Although yoga is what defines The Space, the people who use it interpret yoga in its broadest sense, as much about a spiritual and emotional pursuit as about a physical practice. Openness and growth, inclusion and respect are words that come up often when Steindorf talks about the place and the work people do there.
So what is The Island Yoga Space? Located next to Island Aikido down a little hill in the southeast corner of Coppertop Loop, The Space is a really rather simple room. Painted in warm orange and green tones, grounded with a light wood floor, and bespeckled with star lanterns, the room is large enough to pack in 80 or 90 people for musical performances but not so big that small classes don’t feel a cozy kind of connectedness.
These days about twenty teachers offer a wide range of classes there each week. There are yoga classes for kids, tweens, teens, and adults. There are pilates classes and tantric meditation groups. There are dance, feldenkrais movement, and unconditional laughter classes. Kids with disabilities show up. People with cancer show up. Women, men, girls, and boys show up. There are book groups with first-class guest authors like Claire Dederer. There are movie groups, solstice gatherings, astrology classes, and Indian music performances. Steve Gold has played there.
There also are yoga retreats for instructors. One yoga teacher, who came from Kirkland, told Sue he had gone to yoga retreats all over the country for years and thought the one at The Island Yoga Space was the most worthwhile of any he had attended.
Steindorf wasn’t always a yoga teacher. She started her career as a physical therapist, working first at Children’s Hospital in Seattle and then for twenty years in the Bainbridge Public Schools. More and more she was seeing kids with special needs—kids with Down Syndrome, Cerebral Palsy, and spectrum issues like Autism and Asberger’s, as well as “quirky” kids who just didn’t fit well into the traditional classroom structure. She said she was watching them grow up into adults who were alienated from their bodies, often unfit and overweight.
Looking for ways to help teach these kids lifelong healthy practices, Steindorf accidentally stumbled into yoga. She had tagged along with her husband to a few yoga classes but was by no means a convert. It took strenuous pressure from colleagues and friends to get her to attend a yoga retreat, Yogaville, in Virginia. She says when she came back she was a different person.
A friend asked her to offer a yoga group for teen girls in crisis, and the group was so helpful for the girls that people kept on asking Steindorf to offer more resources for the community.
In 2005 she and a loose group of practitioners rented the space in Sportsman Park on Coppertop Loop and started a co-op. But in time the landlord wanted steady rent, and the co-op organization wasn’t working, so in 2009 Steindorf fronted the money and leadership to turn it into a nonprofit organization with a board of directors. Calling it her “unplanned pregnancy,” Steindorf isn’t joking with the metaphor. She sees her role as “raising a baby for the community,” offering “whatever seems to show up.”
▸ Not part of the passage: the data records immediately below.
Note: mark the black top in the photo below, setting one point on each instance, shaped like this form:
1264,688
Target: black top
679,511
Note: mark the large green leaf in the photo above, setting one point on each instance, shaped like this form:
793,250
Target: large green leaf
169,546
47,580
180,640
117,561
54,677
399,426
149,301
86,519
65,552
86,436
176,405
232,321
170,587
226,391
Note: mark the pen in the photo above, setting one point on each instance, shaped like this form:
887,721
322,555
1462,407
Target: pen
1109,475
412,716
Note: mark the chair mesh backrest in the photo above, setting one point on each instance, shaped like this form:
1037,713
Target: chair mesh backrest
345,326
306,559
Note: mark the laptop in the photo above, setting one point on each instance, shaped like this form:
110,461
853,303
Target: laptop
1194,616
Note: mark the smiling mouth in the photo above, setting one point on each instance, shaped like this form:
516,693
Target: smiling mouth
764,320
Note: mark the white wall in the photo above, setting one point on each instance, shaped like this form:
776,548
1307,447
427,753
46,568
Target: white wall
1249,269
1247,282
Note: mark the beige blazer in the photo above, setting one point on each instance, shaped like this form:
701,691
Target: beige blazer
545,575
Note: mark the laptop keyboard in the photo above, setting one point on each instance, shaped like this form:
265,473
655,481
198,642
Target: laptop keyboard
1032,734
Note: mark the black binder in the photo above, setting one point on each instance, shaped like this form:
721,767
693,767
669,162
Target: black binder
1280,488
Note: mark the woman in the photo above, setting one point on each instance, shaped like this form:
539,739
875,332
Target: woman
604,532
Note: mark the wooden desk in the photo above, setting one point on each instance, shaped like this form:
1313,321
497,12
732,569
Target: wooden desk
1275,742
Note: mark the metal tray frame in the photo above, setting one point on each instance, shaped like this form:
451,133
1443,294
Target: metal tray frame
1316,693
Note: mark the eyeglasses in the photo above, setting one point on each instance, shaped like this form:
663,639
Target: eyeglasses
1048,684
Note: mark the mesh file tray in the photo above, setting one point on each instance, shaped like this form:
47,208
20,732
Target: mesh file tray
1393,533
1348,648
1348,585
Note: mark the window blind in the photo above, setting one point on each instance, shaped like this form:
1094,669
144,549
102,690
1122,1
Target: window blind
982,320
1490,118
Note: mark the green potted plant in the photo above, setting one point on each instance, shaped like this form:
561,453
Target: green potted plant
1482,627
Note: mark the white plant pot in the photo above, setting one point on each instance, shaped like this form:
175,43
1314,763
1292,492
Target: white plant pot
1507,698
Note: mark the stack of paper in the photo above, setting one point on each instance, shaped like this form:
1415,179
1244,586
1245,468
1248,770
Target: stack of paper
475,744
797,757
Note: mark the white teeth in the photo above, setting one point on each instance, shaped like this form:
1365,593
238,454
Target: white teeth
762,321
Board member and instructor at The Island Yoga Space, psychotherapist Elizabeth Turner says, “Sue creates a wonderful atmosphere—the opposite of a yoga mill type of experience.” Turner points out that new research shows that yoga “is a tremendous tool for healing.” A longtime practitioner of yoga and mindfulness, Turner was drawn to Steindorf’s philosophy of yoga, which isn’t body-centric but instead “with intention creates a healthy community spiritually, physically, and emotionally.”
As for the kids in Steind
orf’s current fall Kids Yoga class, yoga is many things. Eight-year-old Rachel says it’s a chance to “stretch out into the room and move my body.” And she likes the star lights. For 4-year-old Tobin, who has Cardiomyopathy, a permanent heart condition that makes vigorous activity potentially fatal, the class is a chance to get to move and learn about his body without putting too much strain on his heart.
Steindorf says working with differently-abled kids is one of her favorite parts of her work. She believes they often have a closer connection with the sacred in and around themselves, to which many of us are too often blind. One of her most inspiring moments was working with a high-functioning autistic boy who got deep into the place of “satchidananda,” the union of “truth,” “knowledge,” and “joy.” It is the place she hopes everyone will find when they arrive at The Island Yoga Space.